Terms and conditions for Dealsuite

Dealsuite B.V. (registered with trade register number 75841983, trade name Dealsuite) provides access via the internet to the software developed by it. These are the terms and conditions applicable to the use of the services offered by Dealsuite B.V. (the “Services”), including the use of ‘Dealsuite’, an online platform that serves as a communication tool for sharing information with other parties.

By using the Website, the Platform or any other Service, you agree that these terms and conditions apply to them. If you do not agree with these Terms, you are advised not to use the Services.

These terms and conditions consist of the following parts:
I General
II Terms and conditions of SaaS services

Part I - General

Article 1 - Definitions
1.1 Agreement: the agreement entered into between Dealsuite and Client with respect to the Services and any subsequent agreement or further agreement. To the extent that the Services are provided free of charge, the use of the Services constitutes a user agreement to which these General Terms and Conditions also apply.

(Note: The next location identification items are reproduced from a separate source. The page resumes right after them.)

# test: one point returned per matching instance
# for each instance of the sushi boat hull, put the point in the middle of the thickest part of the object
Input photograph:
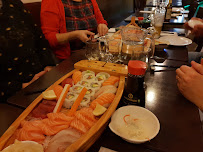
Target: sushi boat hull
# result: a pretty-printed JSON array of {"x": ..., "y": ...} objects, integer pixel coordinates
[{"x": 85, "y": 141}]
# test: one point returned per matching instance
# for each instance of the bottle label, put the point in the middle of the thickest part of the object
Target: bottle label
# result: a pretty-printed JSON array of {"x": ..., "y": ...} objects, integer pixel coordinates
[
  {"x": 130, "y": 99},
  {"x": 168, "y": 13}
]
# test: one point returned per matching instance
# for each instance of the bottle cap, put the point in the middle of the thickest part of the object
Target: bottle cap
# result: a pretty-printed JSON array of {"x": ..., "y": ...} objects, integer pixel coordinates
[
  {"x": 140, "y": 18},
  {"x": 136, "y": 67}
]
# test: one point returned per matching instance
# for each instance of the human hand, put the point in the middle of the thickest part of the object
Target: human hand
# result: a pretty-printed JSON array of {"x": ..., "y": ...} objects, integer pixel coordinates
[
  {"x": 189, "y": 82},
  {"x": 34, "y": 78},
  {"x": 102, "y": 29},
  {"x": 48, "y": 68},
  {"x": 197, "y": 30},
  {"x": 83, "y": 35}
]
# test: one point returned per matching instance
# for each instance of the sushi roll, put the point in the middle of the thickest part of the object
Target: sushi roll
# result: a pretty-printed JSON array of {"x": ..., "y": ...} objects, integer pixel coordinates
[
  {"x": 70, "y": 99},
  {"x": 100, "y": 78},
  {"x": 104, "y": 74},
  {"x": 84, "y": 83},
  {"x": 95, "y": 85},
  {"x": 105, "y": 89},
  {"x": 87, "y": 72},
  {"x": 90, "y": 93},
  {"x": 85, "y": 102},
  {"x": 89, "y": 77},
  {"x": 76, "y": 88}
]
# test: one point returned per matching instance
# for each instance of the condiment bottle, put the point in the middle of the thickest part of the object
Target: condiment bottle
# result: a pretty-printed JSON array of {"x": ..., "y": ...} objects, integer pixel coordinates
[
  {"x": 140, "y": 21},
  {"x": 134, "y": 93}
]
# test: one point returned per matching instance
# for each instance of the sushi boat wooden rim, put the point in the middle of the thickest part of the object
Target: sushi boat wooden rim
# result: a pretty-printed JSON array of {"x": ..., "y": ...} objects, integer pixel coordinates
[{"x": 85, "y": 141}]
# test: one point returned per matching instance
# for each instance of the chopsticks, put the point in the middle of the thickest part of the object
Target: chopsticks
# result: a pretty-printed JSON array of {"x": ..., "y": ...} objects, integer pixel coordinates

1.2 Client: a party that enters into an Agreement with Dealsuite.

1.3 Confidential Information: any information other than Personal Data that is marked confidential or the confidentiality of which the recipient should understand.

1.4 Dealsuite: Dealsuite B.V., a private limited liability company, registered in Amsterdam and having its principal place of business in Amsterdam (1098 XG) at Science Park 106, registered in the trade register of the Chamber of Commerce under number 75841983.

1.5 Fee: any fee that the Client (periodically) owes to Dealsuite for (the right to) make use of) the Services.

1.6 IP rights: all intellectual property rights, copyrights, trademarks, patent rights or any other intellectual property right, including but not limited to: analyses, reports, designs, advice, sketches, documentation, manuals, models, techniques, instruments, and software.

1.7 Personal data: information about or traceable to an identifiable natural person.

1.8 Platform: the Dealsuite platform, accessible via the Website (www.dealsuite.com) and/or an app.

1.9 SaaS: the 'remote' provision and keeping available of software to the User via the internet or another data network by or on behalf of Dealsuite, without the User being provided with a physical carrier with the software in question.

1.10 Services: the limited, non-exclusive, revocable, and non-transferable, non-sublicensable right to access the Platform and any other (marketing) services and products of Dealsuite, whether or not for a fee.

1.11 Terms and Conditions: these Terms and Conditions apply to the Services of Dealsuite.

1.12 User: the natural person who uses the Services. The User can also be a Client.

Article 2 - Applicability, amendment, and order of precedence
2.1 These Terms and Conditions apply to all offers and Agreements of Dealsuite. Depending on the Services, different parts of these Terms and Conditions will apply.

2.2 These Terms and Conditions and the Fees may be unilaterally amended by Dealsuite from time to time. Any changes will be communicated via e-mail and will apply on the date determined by Dealsuite.

2.3 In the event of a conflict between these General Terms and Conditions and the Agreement, the Agreement shall prevail. In the event of a conflict between parts of these Terms and Conditions, the part with the higher number shall prevail.

Article 3 - Commencement, duration, and termination of Agreements

3.1 The content of the Agreement/Services and the amount of any Fee are stated in or with the Agreement.

3.2 Agreements are concluded by the Client signing them or by the Client accepting an offer from Dealsuite in another way.

3.3 Unless otherwise agreed or if the nature of the Agreement indicates otherwise, Agreements are concluded for a specified period of time without the possibility of early termination. Agreements will be automatically renewed at the end of the period on the basis of the same type of Agreement and at the then applicable Fee unless written notice to terminate is given no later than 30 days before the end of the Agreement. If you have any questions about your Agreement or wish to notify us of address changes, terminations, or the like, please send an e-mail message to info@dealsuite.com.

3.4 Dealsuite has the right to refuse to enter into an Agreement with a Client without giving reasons. In addition, Dealsuite has the right to terminate the Agreement in writing with immediate effect, if Clients and/or Users act in violation of the Agreement or for any other reason that Dealsuite believes justifies such termination. If Dealsuite terminates the Agreement with immediate effect in response to Client or its Users acting in breach of the Agreement, Client will not be entitled to a refund of the Fee for the period after the date of termination.

Article 4 - Fees and payment

4.1 The Fee for the right to use the Services is due and owed regardless of whether and of the extent to which Client uses the Services. Dealsuite is authorized to unilaterally increase the amount of the Fee, which increase will occur upon notice given thereof by Dealsuite on a date determined by Dealsuite.

4.2 Payment of an agreed Fee always takes place in advance and must be received within thirty (30) days of the invoice date in question, in Dealsuite’s bank account. Unless otherwise stipulated, the Fee is stated exclusive of Dutch VAT.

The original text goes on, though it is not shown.